Le père Manuel Musallam : "Nous avons le droit absolu de résister par tous les moyens possibles".

À l’heure où la propagande israélienne essaie de faire croire que les Palestiniens chrétiens ne subiraient pas le même sort que les Palestiniens musulmans ou encore qu’ils se désolidariseraient de ces derniers, le Père Manuel Musallam, curé de Gaza pendant 10 ans (y compris sous les bombardements de l’"opération Plomb Durci") et vivant actuellement à Birzeit près de Ramallah, exprime sa colère et affirme le droit à la résistance pour tous les Palestiniens.

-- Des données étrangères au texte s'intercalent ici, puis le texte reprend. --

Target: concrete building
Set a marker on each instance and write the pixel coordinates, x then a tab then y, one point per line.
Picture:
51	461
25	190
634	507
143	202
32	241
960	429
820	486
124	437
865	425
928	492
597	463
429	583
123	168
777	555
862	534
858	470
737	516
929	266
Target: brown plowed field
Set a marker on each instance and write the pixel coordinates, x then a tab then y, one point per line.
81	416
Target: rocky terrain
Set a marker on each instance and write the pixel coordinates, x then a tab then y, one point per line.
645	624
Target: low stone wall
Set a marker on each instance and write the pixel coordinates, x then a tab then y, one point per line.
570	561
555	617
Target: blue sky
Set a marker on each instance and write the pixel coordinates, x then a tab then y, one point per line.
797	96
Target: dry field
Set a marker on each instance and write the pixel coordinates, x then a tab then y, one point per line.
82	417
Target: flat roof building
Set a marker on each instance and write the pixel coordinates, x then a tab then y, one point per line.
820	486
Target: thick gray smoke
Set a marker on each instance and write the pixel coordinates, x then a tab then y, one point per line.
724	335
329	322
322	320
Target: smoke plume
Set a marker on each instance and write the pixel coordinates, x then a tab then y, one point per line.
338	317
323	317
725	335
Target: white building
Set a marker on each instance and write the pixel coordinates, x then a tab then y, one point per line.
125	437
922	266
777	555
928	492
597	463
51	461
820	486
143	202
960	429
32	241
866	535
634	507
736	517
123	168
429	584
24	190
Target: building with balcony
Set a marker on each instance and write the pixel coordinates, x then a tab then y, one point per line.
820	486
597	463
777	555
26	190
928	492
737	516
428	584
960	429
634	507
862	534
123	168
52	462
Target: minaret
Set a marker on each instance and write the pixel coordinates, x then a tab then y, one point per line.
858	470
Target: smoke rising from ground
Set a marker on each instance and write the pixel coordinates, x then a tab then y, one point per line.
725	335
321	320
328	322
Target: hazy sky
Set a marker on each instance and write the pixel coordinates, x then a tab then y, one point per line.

"J’entends dire : « Israël a le droit de se défendre ». Mais nous devons dire :
« Israël n’a pas le droit de défendre son occupation de la Palestine ».
Nous n’avons pas l’obligation de protéger ceux qui occupent notre terre, nous assaillent, humilient notre dignité humaine et notre fierté nationale, et nous jettent en prison ».

Nous avons le droit absolu de résister par tous les moyens possibles.

  • C’est notre droit et notre devoir de résister, de ne pas nous taire, alors qu’Israël érode notre terre en construisant des colonies en Cisjordanie.
  • C’est notre droit et notre devoir de résister, de ne pas nous taire, quand on voit notre peuple se disperser, alors que nos villages sont détruits pour bâtir des villages israéliens sur notre terre occupée depuis 1948 (1). Voici une reconnaissance explicite de la part des dirigeants israéliens :

« Des villages juifs ont été construits à la place des villages arabes. Vous ne connaissez pas le nom de ces villages et je ne vous le reproche pas, car les livres de géographie n’existent plus. Et non seulement les livres, mais les villages n’existent plus. Nahlal a remplacé Mahlul, le Kibbutz Gvat a remplacé Jibta, le Kibbutz Sarid a remplacé Huneifis et Kefar Yehushua est à la place de Tal al-Shuman. Il n’y a pas un seul endroit dans ce pays qui n’ait pas eu une ancienne population arabe ». David Ben Gourion (2)

  • C’est notre droit et notre devoir de défendre Jérusalem, de la reprendre à Israël et de démolir le mur de l’apartheid qui l’entoure.
  • C’est notre devoir d’empêcher le changement culturel, patrimonial et historique de Jérusalem.
  • Nous sommes aussi dans l’obligation de reprendre le droit d’y faire nos dévotions. Toute notre histoire se situe à Jérusalem. Pour le salut de Jérusalem, nous ne nous soumettrons pas au silence, nous ne cesserons pas notre résistance.

Cruels massacres.

Nous devons dévoiler les innombrables, cruels et atroces massacres qu’Israël a commis contre notre peuple innocent, tout en bénéficiant de l’immunité légale depuis 1948 :

31/12/1947 – Massacre du village de Sheikh – 600 martyrs.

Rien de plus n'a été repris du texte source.